Immediately after the mini-sleep, make sure that your circulation gets going again. A glass of water with lemon can be just as helpful here as climbing stairs or stretching exercises.

What does a healthy sleep rhythm look like?

Every person has a different sleep rhythm. This is determined not least by individual working hours, personal life situation and personal habits.

In order to achieve healthy sleep, it is also important to raise the sleep rhythm to a healthy level. At this point, your inner clock, as the natural sleep-wake rhythm is also called, is also important.
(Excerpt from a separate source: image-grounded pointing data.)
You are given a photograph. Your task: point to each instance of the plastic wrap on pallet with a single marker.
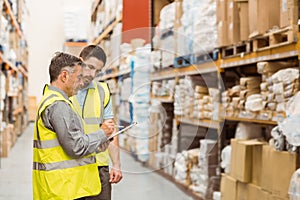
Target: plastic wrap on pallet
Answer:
(167, 16)
(199, 21)
(75, 23)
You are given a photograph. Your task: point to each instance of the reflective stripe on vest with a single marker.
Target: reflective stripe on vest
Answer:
(55, 174)
(92, 113)
(64, 164)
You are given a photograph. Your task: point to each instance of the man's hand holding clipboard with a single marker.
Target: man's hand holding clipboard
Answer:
(111, 137)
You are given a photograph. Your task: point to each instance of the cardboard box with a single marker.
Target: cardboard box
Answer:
(233, 158)
(228, 188)
(244, 19)
(221, 10)
(277, 170)
(264, 195)
(222, 34)
(256, 164)
(242, 191)
(233, 22)
(265, 14)
(246, 161)
(288, 12)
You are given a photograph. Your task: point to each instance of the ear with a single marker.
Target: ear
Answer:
(64, 76)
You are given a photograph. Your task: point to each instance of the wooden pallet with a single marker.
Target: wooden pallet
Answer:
(236, 50)
(274, 39)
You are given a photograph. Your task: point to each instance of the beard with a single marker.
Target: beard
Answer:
(86, 81)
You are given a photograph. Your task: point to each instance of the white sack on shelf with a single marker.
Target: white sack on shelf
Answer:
(286, 76)
(254, 103)
(293, 105)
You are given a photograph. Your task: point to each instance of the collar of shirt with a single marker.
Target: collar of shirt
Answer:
(90, 86)
(58, 90)
(81, 94)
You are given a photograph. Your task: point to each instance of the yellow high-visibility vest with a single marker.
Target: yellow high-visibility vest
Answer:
(55, 174)
(92, 113)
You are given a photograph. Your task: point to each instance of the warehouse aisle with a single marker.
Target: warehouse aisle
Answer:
(138, 183)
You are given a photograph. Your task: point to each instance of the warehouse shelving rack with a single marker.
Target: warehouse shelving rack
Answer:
(16, 117)
(287, 50)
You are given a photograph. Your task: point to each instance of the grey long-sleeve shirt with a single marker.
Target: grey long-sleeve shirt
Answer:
(60, 118)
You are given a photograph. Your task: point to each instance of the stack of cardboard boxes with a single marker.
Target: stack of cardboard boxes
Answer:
(257, 171)
(240, 20)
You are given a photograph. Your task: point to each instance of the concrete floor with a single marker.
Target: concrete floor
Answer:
(138, 182)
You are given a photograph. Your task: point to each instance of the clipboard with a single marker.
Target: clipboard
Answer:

If this rhythm is disturbed, sleep disorders can occur.

The first requirement is that you know how much you need to sleep. For example, if you feel unspeakably tired despite going to bed early in the morning, you may want to shorten your bedtime a little.

However, if you have trouble falling asleep in the evening, you may want to skip the afternoon nap or replace it with a mini-sleep.

For a healthy sleep rhythm you should pay attention to the following things:

  • If possible always go to bed at the same time
  • Get up mostly at the same time
  • If you have trouble falling asleep, go to bed a little later
  • Abstaining from a long afternoon nap
  • Support your inner clock with an optimal sleeping environment
  • Don’t eat dinner too late, so that your body doesn’t run at full speed when it should be sleeping
  • Adapt your sleep rhythm to your individual sleeping habits and needs
  • Abstain from too much alcohol and tobacco consumption in the evening
  • Avoid dozing off in front of the TV
  • Observe the rules of optimal sleep hygiene

If you are looking for the optimal sleep rhythm for you, it can also be important to know what type of sleep you are.

Are you more of an early riser and are you more likely to have your performance peak in the morning hours?

Then you belong with the larks. But if your absolute peak of performance is in the afternoon and evening hours, you are one of the owls and will certainly not have to go to bed so early.

You cannot fight your biorhythm permanently. Of course you can change your own sleep rhythm for a certain time. For example, long journeys or shift work can lead to this.

Usually your body also gets used to the changed conditions to a certain degree. But over a longer period of time this does not work.

Conclusion

A healthy sleep is not only very important for your sensation and energy. Sleep is also vital and necessary for your health. There are several factors influencing this, such as your sleeping environment or your sleep hygiene.

If you have trouble sleeping, you should see a doctor. He will suggest treatments. However, if you only sleep restlessly from time to time, you can also use herbal household remedies. These are very helpful, but they are not addictive or will damage your liver.